Horwitt served as Mikva’s aide for five years until the Senate confirmed Mikva as a federal appeals court judge in 1979 over strong opposition from the NRA. Later, Horwitt helped found the Mikva Challenge, a non-partisan group in honor of Mikva and his wife, Zoe, that teaches the skills needed for civic activism to thousands of youths annually in 10 states.
After his experience on Capitol Hill, Horwitt advised several public interest organizations in Washington, including the National Coalition to Ban Handguns. He also ran a program at People for the American Way called First Vote that registered high school seniors to vote.

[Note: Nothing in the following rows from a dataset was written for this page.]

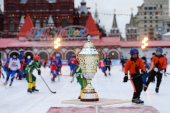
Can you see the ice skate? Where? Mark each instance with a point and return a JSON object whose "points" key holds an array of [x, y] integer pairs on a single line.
{"points": [[29, 90], [10, 83], [33, 89], [157, 90]]}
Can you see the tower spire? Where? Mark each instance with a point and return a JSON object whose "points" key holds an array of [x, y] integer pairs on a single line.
{"points": [[114, 25]]}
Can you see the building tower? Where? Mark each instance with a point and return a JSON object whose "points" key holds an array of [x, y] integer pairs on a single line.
{"points": [[151, 15], [131, 30], [114, 32]]}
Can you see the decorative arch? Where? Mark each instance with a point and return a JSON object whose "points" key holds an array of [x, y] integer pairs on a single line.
{"points": [[116, 54], [13, 51], [61, 53], [43, 51], [3, 55], [69, 52]]}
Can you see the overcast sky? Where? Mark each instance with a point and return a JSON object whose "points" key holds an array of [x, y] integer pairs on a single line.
{"points": [[107, 6]]}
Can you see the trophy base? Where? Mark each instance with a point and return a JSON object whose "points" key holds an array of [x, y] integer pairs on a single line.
{"points": [[89, 97]]}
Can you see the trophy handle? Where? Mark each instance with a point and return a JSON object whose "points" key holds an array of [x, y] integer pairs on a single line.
{"points": [[100, 51], [77, 53]]}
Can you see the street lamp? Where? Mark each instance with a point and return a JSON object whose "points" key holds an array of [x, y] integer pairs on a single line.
{"points": [[57, 43]]}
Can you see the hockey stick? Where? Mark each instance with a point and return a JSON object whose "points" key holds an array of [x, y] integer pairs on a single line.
{"points": [[146, 72], [47, 85]]}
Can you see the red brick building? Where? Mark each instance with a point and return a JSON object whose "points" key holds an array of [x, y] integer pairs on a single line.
{"points": [[63, 13]]}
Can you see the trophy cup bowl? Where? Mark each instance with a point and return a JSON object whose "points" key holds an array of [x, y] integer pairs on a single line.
{"points": [[89, 60]]}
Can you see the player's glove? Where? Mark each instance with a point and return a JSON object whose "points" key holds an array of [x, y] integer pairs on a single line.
{"points": [[161, 71], [17, 71], [125, 78], [39, 72], [156, 69], [8, 70]]}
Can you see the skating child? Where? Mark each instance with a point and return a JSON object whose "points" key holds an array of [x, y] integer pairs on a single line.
{"points": [[13, 68], [54, 67], [147, 67], [134, 65], [108, 63], [31, 79], [159, 64], [1, 70], [122, 61], [102, 66], [3, 66], [81, 79]]}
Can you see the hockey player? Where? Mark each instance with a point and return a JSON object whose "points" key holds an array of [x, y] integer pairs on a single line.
{"points": [[28, 59], [1, 70], [159, 64], [102, 66], [54, 67], [81, 79], [108, 63], [134, 65], [73, 63], [31, 79], [122, 61], [147, 67], [13, 68]]}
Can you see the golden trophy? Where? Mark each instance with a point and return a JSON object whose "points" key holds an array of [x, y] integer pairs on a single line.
{"points": [[89, 60]]}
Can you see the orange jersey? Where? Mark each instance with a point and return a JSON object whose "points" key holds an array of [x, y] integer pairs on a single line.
{"points": [[160, 63], [134, 67]]}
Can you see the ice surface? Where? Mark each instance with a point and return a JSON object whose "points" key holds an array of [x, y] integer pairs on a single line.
{"points": [[16, 99]]}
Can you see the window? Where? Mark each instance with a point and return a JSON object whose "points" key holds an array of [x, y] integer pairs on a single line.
{"points": [[44, 23], [161, 6], [64, 23], [37, 24], [11, 25], [44, 7]]}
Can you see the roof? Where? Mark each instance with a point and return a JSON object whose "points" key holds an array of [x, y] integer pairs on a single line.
{"points": [[25, 1], [91, 26], [103, 42], [26, 26], [132, 21], [114, 25]]}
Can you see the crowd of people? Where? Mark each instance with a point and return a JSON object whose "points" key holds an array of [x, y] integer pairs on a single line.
{"points": [[141, 72]]}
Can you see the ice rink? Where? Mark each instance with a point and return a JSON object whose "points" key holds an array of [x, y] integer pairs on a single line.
{"points": [[15, 99]]}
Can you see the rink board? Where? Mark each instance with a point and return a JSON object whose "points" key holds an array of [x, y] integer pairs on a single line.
{"points": [[144, 109]]}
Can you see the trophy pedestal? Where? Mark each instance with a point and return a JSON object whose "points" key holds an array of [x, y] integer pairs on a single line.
{"points": [[89, 97]]}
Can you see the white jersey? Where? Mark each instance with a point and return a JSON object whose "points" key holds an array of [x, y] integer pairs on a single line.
{"points": [[14, 64], [3, 63]]}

During the early 1980s, he began writing his biography of Alinsky. His 1989 book dissected Chicago’s special brand of brutal politics and became the definitive history of Alinsky’s success in melding unions, churches and community groups into a progressive force for better housing and employment practices. His passionate interest in his subject was even displayed on the license plate of his vintage yellow Oldsmobile Dynamic 88 convertible, which read: “Alinsky.”
A skilled public speaker and raconteur, Horwitt co-organized a monthly lunchtime salon at a Chinatown restaurant featuring Washington newsmakers. The salon ran for eight years until the pandemic halted it in 2020.
Horwitt is survived by his wife, Joan, with whom he recently celebrated 51 years of marriage; their sons, Dusty, of Lansing, Mich., and Jeff, of Arlington; daughters-in-law Ann Allegra and Lauren Briggerman; and two granddaughters, Lila and Vivienne.
Contributions may be made to: The Mary Horwitt Piano Scholarship at The Wisconsin Conservatory of Music (wcmusic.org/give/#donate) and The Mikva Challenge Grant Foundation (mikvachallenge.org/donate).